Files
impala/testdata/workloads/functional-query/queries/QueryTest/delimited-latin-text.test
Lenni Kuff cc1c0c61fd IMP-1291: Support "extended" ASCII characters as delimiters in text files
This fixes how we validate delimiters to be in line with Hive. A delimiter must
fit in a single byte and can be specified in the following formats, as far as I can
tell (there isn't documentation):
- A single ASCII or unicode character (ex. '|')
- An escape character in octal format (ex. \001. Stored in the metastore as a
  unicode character: \u0001).
- A signed decimal integer in the range [-128:127]. Used to support delimiters
  for ASCII character values between 128-255 (-2 maps to ASCII 254).

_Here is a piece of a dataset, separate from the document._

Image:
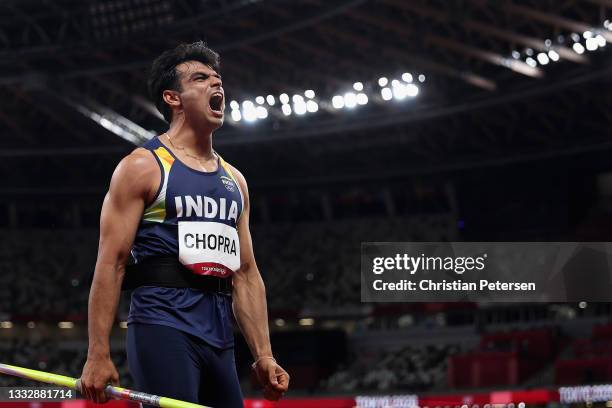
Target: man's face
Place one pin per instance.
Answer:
(202, 95)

Previously, we were not handling the "signed integer" case so there was no way
to specify a delimiter in the "extended" ASCII range of 128-255.

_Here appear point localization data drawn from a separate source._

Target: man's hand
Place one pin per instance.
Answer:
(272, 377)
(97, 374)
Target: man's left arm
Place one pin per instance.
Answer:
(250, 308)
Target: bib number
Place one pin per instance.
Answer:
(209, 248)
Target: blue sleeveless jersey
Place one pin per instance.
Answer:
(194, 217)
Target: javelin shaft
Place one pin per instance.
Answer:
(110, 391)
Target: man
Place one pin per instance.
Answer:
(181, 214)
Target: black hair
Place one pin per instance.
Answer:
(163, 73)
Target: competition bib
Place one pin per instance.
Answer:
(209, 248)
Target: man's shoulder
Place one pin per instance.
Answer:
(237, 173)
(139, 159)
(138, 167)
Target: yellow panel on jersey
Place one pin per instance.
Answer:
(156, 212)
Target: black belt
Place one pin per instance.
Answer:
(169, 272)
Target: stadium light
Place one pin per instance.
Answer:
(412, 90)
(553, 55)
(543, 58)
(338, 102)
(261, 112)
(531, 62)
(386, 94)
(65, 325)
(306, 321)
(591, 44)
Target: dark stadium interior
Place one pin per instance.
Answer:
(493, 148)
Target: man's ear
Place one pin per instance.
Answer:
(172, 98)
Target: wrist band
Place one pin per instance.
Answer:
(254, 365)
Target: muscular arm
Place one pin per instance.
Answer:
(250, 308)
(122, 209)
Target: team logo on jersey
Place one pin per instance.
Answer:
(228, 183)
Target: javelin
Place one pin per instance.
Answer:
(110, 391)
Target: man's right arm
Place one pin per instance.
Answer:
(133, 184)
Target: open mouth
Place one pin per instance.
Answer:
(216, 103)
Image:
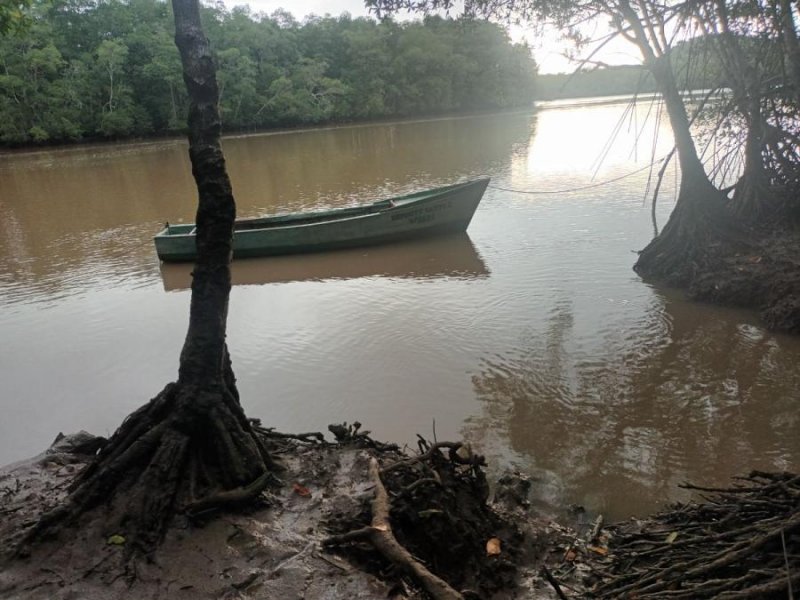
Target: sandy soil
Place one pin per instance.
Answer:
(277, 549)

To support result validation, the test infrastructure had to be updated to support
reading/writing different character encodings.

Change-Id: Ie3c4d444dc9c6e60192093ed0c0f6f151eab16bc
Reviewed-on: http://gerrit.ent.cloudera.com:8080/1848
Reviewed-by: Lenni Kuff <lskuff@cloudera.com>
Tested-by: jenkins
Reviewed-on: http://gerrit.ent.cloudera.com:8080/1888
2014-03-13 13:00:15 -07:00

39 lines
1.0 KiB
Plaintext

====
---- QUERY
# test querying text table "extended" ASCII (latin) delimiters:
# fields terminated by '-2' -- thorn character
# escaped by '-22' -- lowercase e with circumflex
# lines terminated by '\n'
select * from text_thorn_ecirc_newline
---- RESULTS
'one','two',3,4
'oneþone','two',3,4
'oneê','two',3,4
'oneêþone','two',3,4
'oneêê','two',3,4
---- TYPES
STRING,STRING,INT,INT
====
---- QUERY
# create new tables like the ones above to test inserting
create table delim_text_test_db.tecn like text_thorn_ecirc_newline;
---- RESULTS
====
---- QUERY
# insert data into tecn table and check results
# TODO: Expand verification to cover inserting a field terminator and escape character.
# Some additional work needs to be done in the test framework to properly encode/decode
# the values going into the INSERT query before this will work.
insert overwrite delim_text_test_db.tecn values
('abc', 'xyz', 1, 2),
('efg', 'xyz', 3, 4)
====
---- QUERY
select * from delim_text_test_db.tecn
---- RESULTS
'abc','xyz',1,2
'efg','xyz',3,4
---- TYPES
STRING,STRING,INT,INT
====